Reputation: 146968
I'm looking at the IsCharAlphaNumeric Windows API function. As it only takes a single TCHAR, it obviously can't make any decisions about surrogate pairs for UTF16 content. Does that mean that there are no alphanumeric characters that are surrogate pairs?
Upvotes: 3
Views: 1908
Reputation: 45172
Characters outside the BMP can be letters. (Michael Kaplan recently discussed a bug in the classification of the character U+1F48C.) But IsCharAlphaNumeric
cannot see characters outside the BMP (for the reasons you noted), so you cannot obtain classification information for them that way.
If you have a surrogate pair, call GetStringType
with cchSrc = 2
and check for C1_ALPHA
and C1_DIGIT
.
Edit: The second half of this answer is incorrect GetStringType
does not support surrogate pairs.
Upvotes: 5
Reputation: 120516
Does that mean that there are no alphanumeric characters that are surrogate pairs?
No, there are supplementary code-points that are in the letter group.

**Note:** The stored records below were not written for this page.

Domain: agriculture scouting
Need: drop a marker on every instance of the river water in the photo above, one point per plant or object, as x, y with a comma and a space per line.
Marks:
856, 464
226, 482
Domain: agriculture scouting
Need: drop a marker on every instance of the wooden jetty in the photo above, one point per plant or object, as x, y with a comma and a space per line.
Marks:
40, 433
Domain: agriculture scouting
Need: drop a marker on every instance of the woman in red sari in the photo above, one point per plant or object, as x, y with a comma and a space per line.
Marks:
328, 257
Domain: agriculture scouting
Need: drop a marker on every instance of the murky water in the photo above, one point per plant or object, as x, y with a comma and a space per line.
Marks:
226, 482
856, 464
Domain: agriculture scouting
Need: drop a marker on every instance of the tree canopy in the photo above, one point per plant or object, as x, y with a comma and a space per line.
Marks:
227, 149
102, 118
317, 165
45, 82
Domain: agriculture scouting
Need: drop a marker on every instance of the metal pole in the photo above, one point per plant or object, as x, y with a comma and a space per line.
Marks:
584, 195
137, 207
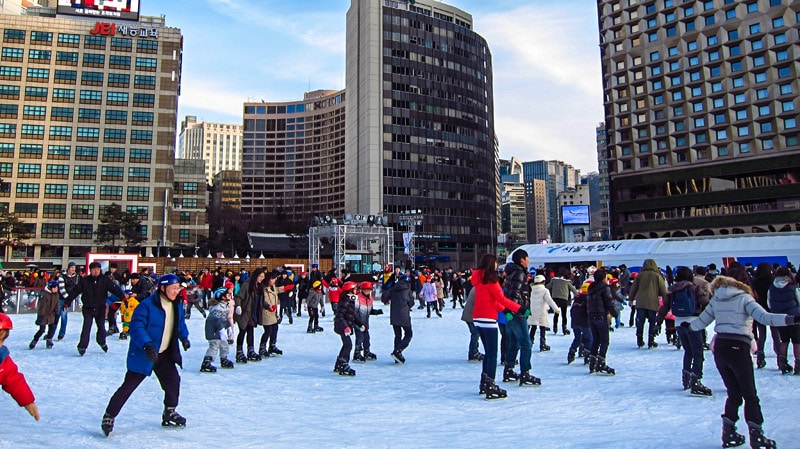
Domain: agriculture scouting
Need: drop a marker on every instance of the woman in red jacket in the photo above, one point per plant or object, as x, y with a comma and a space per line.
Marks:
489, 300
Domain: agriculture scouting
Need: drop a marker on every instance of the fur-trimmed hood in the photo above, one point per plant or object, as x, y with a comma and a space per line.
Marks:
724, 287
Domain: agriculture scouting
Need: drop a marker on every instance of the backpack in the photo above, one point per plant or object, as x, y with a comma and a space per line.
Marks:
684, 303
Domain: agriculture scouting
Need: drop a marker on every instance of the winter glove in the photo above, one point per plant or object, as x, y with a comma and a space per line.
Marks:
151, 353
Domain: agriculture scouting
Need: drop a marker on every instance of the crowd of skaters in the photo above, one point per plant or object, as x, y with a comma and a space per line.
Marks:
512, 301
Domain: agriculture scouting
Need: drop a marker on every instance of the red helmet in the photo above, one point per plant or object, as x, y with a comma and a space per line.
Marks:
5, 322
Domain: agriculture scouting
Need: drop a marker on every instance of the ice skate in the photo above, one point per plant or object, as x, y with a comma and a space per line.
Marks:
171, 418
226, 363
108, 424
525, 378
757, 438
730, 438
207, 367
509, 375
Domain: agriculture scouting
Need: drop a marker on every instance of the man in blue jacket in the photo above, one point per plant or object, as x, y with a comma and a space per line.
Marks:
156, 327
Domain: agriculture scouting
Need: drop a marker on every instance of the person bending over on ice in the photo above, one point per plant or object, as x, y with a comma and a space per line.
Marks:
157, 325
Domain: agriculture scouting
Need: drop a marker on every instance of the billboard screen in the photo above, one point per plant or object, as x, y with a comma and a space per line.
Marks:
575, 214
100, 9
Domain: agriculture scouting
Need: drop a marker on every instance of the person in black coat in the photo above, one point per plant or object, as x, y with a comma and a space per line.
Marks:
600, 304
94, 290
402, 299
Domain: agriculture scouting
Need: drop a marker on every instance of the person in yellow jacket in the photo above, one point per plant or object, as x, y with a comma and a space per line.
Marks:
126, 311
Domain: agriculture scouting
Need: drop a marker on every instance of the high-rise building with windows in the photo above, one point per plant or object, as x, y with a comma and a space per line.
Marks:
218, 144
701, 116
420, 133
87, 118
293, 161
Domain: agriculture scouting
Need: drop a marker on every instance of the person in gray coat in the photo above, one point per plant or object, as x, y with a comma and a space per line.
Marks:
402, 299
466, 316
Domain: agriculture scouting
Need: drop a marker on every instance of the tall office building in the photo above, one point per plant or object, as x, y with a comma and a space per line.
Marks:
420, 133
293, 165
87, 118
558, 177
701, 101
218, 144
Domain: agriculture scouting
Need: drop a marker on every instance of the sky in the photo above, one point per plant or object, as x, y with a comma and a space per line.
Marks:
296, 401
546, 60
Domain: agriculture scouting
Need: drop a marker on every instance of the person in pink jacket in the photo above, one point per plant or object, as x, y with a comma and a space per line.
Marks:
489, 300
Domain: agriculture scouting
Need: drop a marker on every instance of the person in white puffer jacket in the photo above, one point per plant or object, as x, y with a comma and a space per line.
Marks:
540, 300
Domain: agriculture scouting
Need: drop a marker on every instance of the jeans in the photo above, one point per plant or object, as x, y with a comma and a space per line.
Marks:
489, 339
518, 340
167, 376
583, 338
650, 316
63, 314
473, 339
599, 325
96, 315
402, 337
735, 366
692, 342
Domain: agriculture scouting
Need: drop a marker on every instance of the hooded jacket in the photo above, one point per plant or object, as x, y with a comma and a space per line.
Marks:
734, 308
648, 286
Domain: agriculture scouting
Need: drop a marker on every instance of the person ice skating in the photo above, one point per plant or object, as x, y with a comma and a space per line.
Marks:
517, 289
473, 355
158, 324
12, 381
428, 293
489, 301
269, 316
345, 321
363, 306
219, 330
247, 315
539, 320
599, 305
313, 301
94, 289
646, 289
783, 296
47, 315
126, 312
733, 308
691, 341
582, 331
402, 299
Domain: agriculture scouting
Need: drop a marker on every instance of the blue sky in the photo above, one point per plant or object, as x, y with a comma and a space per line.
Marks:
547, 82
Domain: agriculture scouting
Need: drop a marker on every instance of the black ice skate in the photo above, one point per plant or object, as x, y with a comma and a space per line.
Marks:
207, 367
226, 363
730, 437
509, 375
171, 418
757, 438
525, 378
108, 424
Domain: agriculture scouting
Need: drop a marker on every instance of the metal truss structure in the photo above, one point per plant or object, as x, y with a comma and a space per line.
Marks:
361, 238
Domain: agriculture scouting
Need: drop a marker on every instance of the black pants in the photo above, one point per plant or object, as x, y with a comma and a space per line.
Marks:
245, 332
402, 337
270, 334
562, 304
313, 318
735, 366
167, 376
96, 314
347, 347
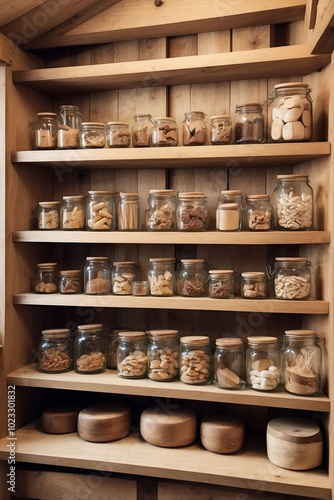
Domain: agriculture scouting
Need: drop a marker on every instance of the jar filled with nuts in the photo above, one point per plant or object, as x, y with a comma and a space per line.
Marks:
90, 349
195, 360
132, 361
55, 351
163, 355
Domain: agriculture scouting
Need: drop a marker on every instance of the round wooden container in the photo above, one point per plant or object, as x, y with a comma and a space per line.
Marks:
294, 443
168, 427
101, 423
221, 434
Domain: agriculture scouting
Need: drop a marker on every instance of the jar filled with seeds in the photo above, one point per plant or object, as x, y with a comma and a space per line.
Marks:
132, 360
302, 362
163, 355
229, 364
292, 279
90, 349
195, 360
263, 363
55, 351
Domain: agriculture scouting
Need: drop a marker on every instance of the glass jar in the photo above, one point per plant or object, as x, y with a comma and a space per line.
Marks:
194, 129
73, 213
302, 363
253, 285
142, 131
100, 211
249, 124
160, 216
161, 276
124, 273
195, 360
69, 125
293, 202
163, 355
229, 364
291, 113
132, 361
221, 284
97, 276
129, 212
44, 131
48, 215
164, 132
292, 279
46, 278
191, 212
55, 351
191, 278
92, 135
263, 363
90, 349
259, 212
118, 135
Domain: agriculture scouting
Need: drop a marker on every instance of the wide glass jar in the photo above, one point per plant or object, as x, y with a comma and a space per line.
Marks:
90, 349
291, 112
302, 362
229, 364
293, 203
292, 279
163, 355
55, 351
195, 360
263, 363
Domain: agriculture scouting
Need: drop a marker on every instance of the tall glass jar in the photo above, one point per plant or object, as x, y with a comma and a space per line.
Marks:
302, 362
292, 278
293, 203
90, 349
263, 363
229, 364
291, 113
163, 355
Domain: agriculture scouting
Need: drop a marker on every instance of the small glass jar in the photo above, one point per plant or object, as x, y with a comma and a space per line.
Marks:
160, 215
191, 212
221, 284
195, 360
293, 203
229, 364
132, 360
164, 132
97, 276
44, 131
46, 278
129, 212
253, 285
302, 363
92, 135
191, 278
292, 279
142, 131
73, 213
90, 349
291, 112
100, 211
163, 355
259, 212
55, 351
70, 281
263, 363
161, 276
48, 215
124, 273
249, 124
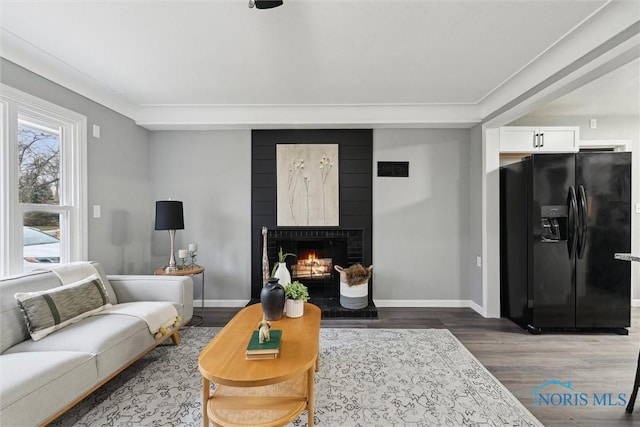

Comparing a char to a code-point?
For example,
Character.isLetter('\uD840')
returnsfalse
, even though this specific value if followed by any low-surrogate value in a string would represent a letter.
Upvotes: 0
Reputation: 477268
You can determine yourself by looking at the Unicode plane assignment what you are missing by not being able to inspect non-BMP codepoints.
For example, you won't be able to identify imperial Aramaic characters as alphanumeric. Shame.
Upvotes: 0